Informations sur la sécurité – Semaine 43, 2008
On constate l’émergence de nuisances personnalisées utilisant et ciblant la communauté Facebook. Plusieurs rapports relatifs à divers types de nuisances apparaissent, et d’autres viendront certainement.
Les coupables emploient plusieurs procédés. L’agresseur dispose de différentes techniques pour pirater les utilisateurs de Facebook. L’une d’entre-elles consiste à employer le phishing pour obtenir des noms d’utilisateur de Facebook ainsi que des mots de passe. L’emploi d’un ou plusieurs compte(s) Facebook légitime(s) lui permet de poster des liens nuisibles sur les murs des amis de l’utilisateur piraté. Il peut envoyer des courriers électroniques – contenant des liens et/ou des pièces jointes nuisibles – aux amis.
Une variante apparue récemment permet de pirater le compte de l’utilisateur Facebook en utilisant les cookies de la session, puis en postant des messages aux amis de la personne.
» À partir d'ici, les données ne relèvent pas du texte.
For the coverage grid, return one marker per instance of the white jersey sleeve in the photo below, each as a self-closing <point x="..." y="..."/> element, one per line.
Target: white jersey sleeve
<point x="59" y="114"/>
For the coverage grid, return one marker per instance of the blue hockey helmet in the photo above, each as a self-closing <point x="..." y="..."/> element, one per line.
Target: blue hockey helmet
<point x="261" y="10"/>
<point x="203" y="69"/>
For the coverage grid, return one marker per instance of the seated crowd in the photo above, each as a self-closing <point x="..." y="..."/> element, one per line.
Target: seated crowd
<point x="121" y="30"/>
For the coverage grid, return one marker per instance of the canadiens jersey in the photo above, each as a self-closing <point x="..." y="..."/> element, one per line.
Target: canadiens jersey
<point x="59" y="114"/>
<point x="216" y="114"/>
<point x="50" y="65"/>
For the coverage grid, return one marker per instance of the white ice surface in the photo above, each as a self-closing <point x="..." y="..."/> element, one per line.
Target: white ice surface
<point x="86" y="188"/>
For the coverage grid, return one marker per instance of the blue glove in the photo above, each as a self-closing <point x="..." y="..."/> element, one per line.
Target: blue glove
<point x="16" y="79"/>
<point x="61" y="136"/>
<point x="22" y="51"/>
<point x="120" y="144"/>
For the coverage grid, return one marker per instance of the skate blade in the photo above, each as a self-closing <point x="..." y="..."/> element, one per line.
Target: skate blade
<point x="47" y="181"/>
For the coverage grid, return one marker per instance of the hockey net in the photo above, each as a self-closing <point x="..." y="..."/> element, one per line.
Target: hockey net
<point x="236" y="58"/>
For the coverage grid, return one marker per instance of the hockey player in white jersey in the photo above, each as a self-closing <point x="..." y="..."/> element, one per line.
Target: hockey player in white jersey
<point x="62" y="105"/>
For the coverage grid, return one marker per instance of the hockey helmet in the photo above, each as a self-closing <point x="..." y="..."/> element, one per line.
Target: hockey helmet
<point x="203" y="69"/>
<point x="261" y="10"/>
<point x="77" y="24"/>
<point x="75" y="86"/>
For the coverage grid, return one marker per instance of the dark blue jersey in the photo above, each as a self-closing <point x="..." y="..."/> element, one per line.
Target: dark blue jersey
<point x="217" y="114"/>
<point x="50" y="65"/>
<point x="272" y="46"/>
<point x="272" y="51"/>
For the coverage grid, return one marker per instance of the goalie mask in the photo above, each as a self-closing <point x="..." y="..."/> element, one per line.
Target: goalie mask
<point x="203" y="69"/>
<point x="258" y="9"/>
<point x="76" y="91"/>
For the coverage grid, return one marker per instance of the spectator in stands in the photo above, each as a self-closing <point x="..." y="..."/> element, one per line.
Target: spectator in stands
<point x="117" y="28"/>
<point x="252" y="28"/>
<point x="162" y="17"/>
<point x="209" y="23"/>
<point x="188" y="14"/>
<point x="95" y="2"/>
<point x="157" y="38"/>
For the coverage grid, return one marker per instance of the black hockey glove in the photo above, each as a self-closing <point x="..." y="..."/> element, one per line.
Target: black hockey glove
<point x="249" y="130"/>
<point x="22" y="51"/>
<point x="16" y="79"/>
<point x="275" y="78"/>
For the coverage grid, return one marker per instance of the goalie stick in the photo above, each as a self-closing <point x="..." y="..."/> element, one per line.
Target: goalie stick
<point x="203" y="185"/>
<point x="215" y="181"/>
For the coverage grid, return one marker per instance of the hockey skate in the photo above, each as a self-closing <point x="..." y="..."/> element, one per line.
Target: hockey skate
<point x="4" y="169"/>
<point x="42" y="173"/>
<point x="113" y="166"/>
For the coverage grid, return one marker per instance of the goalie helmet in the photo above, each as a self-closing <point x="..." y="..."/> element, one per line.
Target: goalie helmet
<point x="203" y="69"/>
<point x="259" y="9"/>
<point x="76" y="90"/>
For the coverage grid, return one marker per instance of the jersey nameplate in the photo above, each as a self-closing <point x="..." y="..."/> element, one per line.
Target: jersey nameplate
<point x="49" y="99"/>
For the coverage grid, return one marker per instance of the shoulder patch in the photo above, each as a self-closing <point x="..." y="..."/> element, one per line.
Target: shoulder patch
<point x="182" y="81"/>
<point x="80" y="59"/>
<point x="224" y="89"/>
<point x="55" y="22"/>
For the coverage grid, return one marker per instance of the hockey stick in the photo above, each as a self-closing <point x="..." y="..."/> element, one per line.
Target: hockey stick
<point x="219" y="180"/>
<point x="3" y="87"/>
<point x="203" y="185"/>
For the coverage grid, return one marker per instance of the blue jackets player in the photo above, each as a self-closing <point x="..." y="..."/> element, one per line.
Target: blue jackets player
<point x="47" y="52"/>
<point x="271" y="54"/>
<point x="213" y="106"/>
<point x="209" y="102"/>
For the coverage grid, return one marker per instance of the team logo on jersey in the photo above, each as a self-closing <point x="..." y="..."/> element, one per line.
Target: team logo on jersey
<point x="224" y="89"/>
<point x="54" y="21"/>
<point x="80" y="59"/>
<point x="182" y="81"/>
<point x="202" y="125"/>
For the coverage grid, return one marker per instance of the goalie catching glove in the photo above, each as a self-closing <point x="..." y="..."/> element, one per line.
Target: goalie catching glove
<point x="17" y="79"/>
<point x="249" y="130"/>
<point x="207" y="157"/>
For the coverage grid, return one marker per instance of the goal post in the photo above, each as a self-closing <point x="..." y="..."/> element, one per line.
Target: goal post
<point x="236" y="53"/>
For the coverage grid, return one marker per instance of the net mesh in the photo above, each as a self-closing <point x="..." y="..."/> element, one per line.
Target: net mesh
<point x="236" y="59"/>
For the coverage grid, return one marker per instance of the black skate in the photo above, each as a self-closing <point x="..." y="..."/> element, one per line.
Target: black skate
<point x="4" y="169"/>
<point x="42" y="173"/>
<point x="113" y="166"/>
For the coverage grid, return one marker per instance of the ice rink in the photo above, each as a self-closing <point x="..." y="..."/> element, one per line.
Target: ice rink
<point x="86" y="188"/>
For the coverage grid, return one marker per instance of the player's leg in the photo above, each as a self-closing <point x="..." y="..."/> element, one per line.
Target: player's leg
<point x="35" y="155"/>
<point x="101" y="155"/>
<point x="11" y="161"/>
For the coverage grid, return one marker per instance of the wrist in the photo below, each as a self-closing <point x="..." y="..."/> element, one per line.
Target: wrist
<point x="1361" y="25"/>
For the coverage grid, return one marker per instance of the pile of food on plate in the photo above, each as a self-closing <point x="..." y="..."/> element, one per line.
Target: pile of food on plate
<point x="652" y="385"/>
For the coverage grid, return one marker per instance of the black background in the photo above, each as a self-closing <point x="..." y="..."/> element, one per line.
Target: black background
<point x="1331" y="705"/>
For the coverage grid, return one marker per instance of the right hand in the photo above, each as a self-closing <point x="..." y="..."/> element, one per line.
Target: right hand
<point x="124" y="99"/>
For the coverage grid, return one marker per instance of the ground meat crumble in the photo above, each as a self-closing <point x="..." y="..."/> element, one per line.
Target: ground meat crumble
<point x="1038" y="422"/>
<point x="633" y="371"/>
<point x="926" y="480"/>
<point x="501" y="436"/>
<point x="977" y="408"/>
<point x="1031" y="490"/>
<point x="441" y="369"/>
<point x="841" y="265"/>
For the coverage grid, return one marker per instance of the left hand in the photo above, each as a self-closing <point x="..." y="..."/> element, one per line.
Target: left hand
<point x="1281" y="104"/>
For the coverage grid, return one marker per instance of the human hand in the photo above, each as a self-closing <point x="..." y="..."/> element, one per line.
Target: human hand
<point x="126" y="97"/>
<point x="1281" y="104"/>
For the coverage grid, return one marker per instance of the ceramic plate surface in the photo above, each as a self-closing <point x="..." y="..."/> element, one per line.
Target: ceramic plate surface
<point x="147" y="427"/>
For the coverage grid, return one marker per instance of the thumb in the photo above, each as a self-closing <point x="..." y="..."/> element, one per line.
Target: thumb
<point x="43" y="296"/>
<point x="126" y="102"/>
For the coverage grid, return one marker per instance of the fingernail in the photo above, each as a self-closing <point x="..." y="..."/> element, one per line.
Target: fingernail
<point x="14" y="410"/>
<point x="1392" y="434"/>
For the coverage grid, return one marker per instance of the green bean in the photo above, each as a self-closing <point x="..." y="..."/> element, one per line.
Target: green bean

Ces messages peuvent inclure des liens permettant la propagation de la nuisance elle-même. Le fait de cliquer sur les liens peut également installer d’autres types de nuisances susceptibles d’accomplir toutes sortes de comportements nuisibles. Entre autres exemples de manipulations sociales utilisant cette technique, citons le cas du lien pointant vers une vidéo supposée demander une mise à jour de Flash pour s’exécuter. Lorsque l’utilisateur installe la « mise à jour », sa machine est infectée par un logiciel nuisible.
Ces exemples sont des techniques connues pour leur emploi avec les autres méthodes de communication (ex : courriel). La nouveauté tient simplement dans le fait que c’est Facebook qui est visé comme « plate-forme » de propagation.
Chaque fois qu’une nouvelle méthode de communication est adoptée par la communauté Internet, elle devient potentiellement exploitable par des personnes aux intentions nuisibles
Auparavant, la création de nuisances était une activité accomplie par quelques personnes afin d’obtenir une certaine « notoriété au sein d’un groupe ». Au fil des années, elle a évolué jusqu’à devenir une industrie souterraine et illégale majeure, génératrice de profits économiques gigantesques pour les criminels prospères. Ainsi, les nouveaux groupes criminels disposent de ressources économiques substantielles leur permettant d’analyser le potentiel d’exploitation des utilisateurs et des applications par divers moyens ; ils peuvent aussi créer les outils logiciels nécessaires à la réalisation de cette tâche.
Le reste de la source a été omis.